This study sought to compare the efficacy of low molecular weight heparin, parnaparin and unfractionated heparin in Indian patients presenting with unstable angina pectoris.

In this randomized, prospective and multicentre trial 897 adult patients of both sexes suffering from unstable angina were included. All patients also received oral aspirin and adequate anti-anginal treatment as per their individual needs. Patients in unfractionated heparin group received unfractionated heparin as an intravenous bolus of 5000 IU followed by an intravenous infusion of 800 to 1000 IU/hour for 48 hours, followed by 5000 IU subcutaneously every 6 hours for 5 days. The patients in the other group were treated with parnaparin sodium 6400 IU subcutaneously once daily for 7 days. In the unfractionated heparin group there were 446 patients (310 males, 136 females) with a mean age of 55.9 + 12.27 years and in parnaparin group 451 patients (312 males, 139 females) with a mean age of 57.6 +/- 11.19 years. Both the groups were similar with respect to age and sex (p = 0.89 and 0.068, respectively). The associated cardiovascular risk factors such as diabetes, hypertension, dyslipidemia, previous myocardial infarction and previous coronary artery bypass grafting/percutaneous transluminal coronary angioplasty were similar in both the groups. At the end of 7 days, the primary end points (death, myocardial infarction, or need for myocardial revascularization) were reported in 33 (7.32%) patients in parnaparin group and 51 (11.43%) patients in unfractionated heparin group. This difference was statistically significant. At the end of 30 days, data from 330 patients from parnaparin group and 334 patients from unfractionated heparin group was available for analysis. The cumulative event rate of primary end points at the end of 30 days was reported in 40 (12.12%) patients in parnaparin group and in 73 (21.86%) patients in unfractionated heparin group. This difference was statistically significant. Two episodes of major bleeding each were reported in both the groups. Minor bleeding was reported by 12 (2.66%) patients in parnaparin group and by 115 (25.8%) patients in unfractionated heparin group. This difference was statistically significant.

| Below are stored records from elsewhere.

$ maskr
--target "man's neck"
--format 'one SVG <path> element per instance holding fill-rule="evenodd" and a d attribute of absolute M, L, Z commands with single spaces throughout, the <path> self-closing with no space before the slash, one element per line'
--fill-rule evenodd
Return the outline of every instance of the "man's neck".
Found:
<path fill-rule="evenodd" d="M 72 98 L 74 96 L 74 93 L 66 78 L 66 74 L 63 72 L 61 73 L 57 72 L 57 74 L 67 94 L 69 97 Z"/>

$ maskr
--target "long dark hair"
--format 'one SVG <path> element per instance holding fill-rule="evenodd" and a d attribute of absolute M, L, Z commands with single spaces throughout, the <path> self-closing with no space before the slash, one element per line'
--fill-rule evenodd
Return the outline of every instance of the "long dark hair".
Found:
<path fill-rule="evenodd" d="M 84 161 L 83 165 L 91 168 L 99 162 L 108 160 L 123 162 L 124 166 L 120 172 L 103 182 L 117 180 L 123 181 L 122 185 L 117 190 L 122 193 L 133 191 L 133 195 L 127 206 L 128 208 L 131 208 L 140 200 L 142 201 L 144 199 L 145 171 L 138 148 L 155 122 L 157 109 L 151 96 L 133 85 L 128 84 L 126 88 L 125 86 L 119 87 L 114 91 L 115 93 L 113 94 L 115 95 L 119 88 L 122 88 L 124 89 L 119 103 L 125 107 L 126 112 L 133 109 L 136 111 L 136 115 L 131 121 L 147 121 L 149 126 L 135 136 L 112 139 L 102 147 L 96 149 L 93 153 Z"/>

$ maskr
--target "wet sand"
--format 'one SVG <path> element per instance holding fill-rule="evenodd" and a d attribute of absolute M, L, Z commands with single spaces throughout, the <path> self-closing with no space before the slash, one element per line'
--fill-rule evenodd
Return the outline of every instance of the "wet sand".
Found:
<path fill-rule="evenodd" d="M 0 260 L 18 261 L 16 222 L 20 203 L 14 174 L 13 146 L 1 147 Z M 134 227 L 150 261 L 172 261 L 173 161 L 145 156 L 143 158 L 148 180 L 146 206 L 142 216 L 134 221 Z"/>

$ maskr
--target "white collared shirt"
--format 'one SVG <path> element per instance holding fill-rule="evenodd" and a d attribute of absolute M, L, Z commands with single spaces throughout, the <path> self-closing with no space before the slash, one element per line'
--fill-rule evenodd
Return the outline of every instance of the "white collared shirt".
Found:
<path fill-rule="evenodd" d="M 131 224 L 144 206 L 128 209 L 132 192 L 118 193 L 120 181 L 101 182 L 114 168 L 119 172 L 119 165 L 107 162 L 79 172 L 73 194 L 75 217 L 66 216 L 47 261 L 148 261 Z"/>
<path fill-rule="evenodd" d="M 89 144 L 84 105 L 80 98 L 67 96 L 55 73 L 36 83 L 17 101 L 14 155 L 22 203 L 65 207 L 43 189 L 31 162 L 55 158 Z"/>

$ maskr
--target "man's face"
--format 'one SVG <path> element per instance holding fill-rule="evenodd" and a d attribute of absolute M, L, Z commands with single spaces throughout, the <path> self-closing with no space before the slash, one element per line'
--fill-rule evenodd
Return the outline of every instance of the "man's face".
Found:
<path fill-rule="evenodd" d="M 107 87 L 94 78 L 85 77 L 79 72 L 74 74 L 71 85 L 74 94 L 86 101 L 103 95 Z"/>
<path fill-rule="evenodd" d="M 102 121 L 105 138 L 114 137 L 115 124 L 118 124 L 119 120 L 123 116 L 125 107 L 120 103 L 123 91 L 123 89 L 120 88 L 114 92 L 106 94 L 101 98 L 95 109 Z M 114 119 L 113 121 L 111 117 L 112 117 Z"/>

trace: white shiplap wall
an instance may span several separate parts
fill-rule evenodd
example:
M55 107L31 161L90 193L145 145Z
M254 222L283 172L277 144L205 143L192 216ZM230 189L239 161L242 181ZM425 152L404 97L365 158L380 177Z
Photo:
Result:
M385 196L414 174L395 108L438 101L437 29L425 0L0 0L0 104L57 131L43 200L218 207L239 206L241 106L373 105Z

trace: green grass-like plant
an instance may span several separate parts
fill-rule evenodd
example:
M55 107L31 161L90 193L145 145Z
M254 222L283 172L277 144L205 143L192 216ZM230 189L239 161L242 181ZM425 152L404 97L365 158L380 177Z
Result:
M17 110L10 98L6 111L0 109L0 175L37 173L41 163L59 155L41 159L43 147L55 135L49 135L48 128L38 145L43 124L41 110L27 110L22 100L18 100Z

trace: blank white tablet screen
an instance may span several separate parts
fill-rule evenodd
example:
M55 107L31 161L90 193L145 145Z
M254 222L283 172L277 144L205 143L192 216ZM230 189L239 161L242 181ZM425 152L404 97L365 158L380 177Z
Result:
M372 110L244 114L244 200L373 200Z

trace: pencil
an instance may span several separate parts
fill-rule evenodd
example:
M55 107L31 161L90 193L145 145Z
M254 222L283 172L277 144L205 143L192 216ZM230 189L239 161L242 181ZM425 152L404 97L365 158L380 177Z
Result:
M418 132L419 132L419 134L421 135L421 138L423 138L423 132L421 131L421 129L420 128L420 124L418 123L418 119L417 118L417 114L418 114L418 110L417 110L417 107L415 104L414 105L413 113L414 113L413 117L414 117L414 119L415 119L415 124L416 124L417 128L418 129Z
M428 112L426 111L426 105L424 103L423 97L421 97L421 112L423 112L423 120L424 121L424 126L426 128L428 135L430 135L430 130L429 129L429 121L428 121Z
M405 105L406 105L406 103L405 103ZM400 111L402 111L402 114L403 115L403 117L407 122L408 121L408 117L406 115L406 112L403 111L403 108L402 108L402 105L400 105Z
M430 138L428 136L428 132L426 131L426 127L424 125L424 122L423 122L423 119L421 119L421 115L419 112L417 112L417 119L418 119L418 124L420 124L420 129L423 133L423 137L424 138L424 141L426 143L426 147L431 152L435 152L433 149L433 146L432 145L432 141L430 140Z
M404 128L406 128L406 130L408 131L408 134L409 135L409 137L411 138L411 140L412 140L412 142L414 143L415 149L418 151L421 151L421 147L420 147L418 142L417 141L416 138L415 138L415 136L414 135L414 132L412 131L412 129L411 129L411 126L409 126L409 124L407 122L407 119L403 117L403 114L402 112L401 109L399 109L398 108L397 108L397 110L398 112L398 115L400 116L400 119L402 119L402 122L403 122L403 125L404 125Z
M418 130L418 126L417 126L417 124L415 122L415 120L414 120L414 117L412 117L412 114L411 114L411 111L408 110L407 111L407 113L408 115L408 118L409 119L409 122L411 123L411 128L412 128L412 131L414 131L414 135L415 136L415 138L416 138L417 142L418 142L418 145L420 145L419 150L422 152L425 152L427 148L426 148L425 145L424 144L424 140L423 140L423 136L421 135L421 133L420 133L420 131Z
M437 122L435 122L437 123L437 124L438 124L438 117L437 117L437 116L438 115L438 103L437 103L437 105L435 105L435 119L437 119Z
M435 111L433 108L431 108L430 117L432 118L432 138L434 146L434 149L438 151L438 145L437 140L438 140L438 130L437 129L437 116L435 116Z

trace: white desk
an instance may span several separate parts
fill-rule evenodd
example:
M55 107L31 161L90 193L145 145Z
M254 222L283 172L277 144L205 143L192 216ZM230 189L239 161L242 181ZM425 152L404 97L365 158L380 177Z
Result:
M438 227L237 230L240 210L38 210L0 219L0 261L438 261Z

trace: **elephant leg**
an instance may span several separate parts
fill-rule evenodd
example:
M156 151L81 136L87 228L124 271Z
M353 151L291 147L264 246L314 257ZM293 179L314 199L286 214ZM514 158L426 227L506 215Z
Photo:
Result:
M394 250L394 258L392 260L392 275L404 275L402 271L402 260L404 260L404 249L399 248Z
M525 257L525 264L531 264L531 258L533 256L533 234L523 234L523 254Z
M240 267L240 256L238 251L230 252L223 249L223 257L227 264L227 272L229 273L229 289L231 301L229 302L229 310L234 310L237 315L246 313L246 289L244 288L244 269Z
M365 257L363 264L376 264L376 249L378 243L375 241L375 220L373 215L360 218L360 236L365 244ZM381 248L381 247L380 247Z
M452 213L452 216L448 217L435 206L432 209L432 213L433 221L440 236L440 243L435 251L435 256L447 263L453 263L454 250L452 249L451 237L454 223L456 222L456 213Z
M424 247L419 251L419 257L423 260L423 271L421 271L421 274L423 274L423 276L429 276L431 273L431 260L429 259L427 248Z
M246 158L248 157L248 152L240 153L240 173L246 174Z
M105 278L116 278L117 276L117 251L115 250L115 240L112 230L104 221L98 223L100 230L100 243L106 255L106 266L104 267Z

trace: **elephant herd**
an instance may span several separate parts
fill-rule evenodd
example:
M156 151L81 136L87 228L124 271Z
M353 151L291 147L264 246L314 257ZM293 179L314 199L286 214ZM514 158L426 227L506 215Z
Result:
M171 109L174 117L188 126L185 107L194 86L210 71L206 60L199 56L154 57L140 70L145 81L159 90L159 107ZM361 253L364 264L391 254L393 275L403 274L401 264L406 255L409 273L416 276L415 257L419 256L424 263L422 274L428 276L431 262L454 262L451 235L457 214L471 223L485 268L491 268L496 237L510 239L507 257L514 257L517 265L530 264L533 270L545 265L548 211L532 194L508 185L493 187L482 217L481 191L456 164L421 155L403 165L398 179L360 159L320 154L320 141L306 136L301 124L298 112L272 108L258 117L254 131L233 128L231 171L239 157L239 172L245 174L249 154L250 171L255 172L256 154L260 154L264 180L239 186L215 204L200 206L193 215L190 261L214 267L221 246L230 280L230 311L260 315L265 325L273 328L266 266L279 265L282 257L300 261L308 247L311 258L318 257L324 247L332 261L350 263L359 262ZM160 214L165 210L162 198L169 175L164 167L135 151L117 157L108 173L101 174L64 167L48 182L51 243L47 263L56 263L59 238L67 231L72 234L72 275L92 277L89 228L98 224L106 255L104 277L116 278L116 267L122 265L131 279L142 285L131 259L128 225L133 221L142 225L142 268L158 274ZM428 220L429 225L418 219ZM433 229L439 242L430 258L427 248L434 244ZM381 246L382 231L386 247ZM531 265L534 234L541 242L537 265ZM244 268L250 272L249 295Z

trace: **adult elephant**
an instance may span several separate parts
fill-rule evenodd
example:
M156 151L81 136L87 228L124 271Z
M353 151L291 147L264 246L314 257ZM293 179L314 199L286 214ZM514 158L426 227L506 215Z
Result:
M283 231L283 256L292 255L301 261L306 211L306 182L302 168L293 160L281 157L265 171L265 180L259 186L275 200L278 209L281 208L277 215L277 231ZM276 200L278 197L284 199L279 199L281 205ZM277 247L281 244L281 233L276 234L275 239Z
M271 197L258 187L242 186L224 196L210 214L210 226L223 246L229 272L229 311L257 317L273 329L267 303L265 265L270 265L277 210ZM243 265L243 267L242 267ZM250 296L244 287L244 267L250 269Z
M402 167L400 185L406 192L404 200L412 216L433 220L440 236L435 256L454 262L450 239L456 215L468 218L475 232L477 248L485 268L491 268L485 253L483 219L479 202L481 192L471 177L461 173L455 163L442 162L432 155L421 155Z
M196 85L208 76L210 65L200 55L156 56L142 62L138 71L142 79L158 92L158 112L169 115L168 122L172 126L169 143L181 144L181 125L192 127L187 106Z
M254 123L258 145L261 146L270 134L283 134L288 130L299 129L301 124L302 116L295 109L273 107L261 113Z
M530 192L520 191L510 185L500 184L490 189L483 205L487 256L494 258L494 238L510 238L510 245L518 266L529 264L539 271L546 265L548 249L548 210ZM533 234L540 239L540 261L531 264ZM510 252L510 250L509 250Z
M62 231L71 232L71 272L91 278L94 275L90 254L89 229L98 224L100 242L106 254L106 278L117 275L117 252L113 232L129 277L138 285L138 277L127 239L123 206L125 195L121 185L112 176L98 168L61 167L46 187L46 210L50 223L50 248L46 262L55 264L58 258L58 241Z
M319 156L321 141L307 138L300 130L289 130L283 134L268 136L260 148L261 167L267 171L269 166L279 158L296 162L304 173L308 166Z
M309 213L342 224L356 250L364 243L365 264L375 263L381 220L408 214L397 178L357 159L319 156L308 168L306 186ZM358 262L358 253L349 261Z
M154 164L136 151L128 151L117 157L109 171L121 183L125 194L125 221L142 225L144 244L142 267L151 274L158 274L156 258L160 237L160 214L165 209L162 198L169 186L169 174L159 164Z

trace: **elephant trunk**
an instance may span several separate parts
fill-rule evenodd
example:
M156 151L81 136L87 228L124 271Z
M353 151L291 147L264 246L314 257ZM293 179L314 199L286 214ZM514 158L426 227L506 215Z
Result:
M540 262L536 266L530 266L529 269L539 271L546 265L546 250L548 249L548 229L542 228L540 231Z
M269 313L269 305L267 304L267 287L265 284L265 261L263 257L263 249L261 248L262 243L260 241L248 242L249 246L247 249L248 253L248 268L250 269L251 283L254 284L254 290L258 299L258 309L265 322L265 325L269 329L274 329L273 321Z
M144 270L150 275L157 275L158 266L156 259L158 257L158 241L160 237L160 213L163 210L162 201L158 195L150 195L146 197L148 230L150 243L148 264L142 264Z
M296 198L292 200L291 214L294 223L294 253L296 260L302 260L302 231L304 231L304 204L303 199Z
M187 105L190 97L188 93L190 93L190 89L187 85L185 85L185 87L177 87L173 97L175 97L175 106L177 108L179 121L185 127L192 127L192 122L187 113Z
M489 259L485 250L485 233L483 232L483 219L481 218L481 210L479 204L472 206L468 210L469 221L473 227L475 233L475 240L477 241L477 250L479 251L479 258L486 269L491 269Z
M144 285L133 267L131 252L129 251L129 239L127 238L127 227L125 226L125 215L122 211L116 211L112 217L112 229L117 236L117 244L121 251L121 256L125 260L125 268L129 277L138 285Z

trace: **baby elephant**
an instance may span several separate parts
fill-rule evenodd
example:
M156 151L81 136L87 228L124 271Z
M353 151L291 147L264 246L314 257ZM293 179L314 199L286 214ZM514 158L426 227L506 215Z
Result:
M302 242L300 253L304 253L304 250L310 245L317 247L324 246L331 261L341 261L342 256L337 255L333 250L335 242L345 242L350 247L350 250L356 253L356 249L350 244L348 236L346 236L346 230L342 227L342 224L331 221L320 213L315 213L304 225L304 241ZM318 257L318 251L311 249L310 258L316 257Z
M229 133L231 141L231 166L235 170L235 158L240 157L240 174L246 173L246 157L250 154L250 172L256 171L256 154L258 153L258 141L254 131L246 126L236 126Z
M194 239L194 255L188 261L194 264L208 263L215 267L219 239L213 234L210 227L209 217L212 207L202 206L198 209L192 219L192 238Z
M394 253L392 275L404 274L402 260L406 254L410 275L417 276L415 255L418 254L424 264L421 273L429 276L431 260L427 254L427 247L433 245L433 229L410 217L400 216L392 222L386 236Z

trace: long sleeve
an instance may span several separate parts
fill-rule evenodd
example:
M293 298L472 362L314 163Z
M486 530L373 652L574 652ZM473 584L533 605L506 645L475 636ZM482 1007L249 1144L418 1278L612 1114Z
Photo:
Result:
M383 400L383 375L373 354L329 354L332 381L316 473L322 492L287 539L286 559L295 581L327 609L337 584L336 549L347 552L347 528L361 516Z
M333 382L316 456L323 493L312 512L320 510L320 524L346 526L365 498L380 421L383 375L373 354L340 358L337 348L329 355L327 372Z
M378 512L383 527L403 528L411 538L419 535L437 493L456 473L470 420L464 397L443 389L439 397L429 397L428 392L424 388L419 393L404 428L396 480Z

Addition of parnaparin to the standard treatment of unstable angina significantly reduced the incidence of combined triple end points of death, myocardial infarction and need for revascularization when compared to unfractionated heparin. This benefit was observed at 7 days as well as at 30 days of follow-up. The incidence of minor bleeding was significantly less in patients treated with parnaparin. Thus, once daily administration of parnaparin 6400 IU as a fixed dose is a safe and effective alternative to unfractionated heparin in the treatment of unstable angina.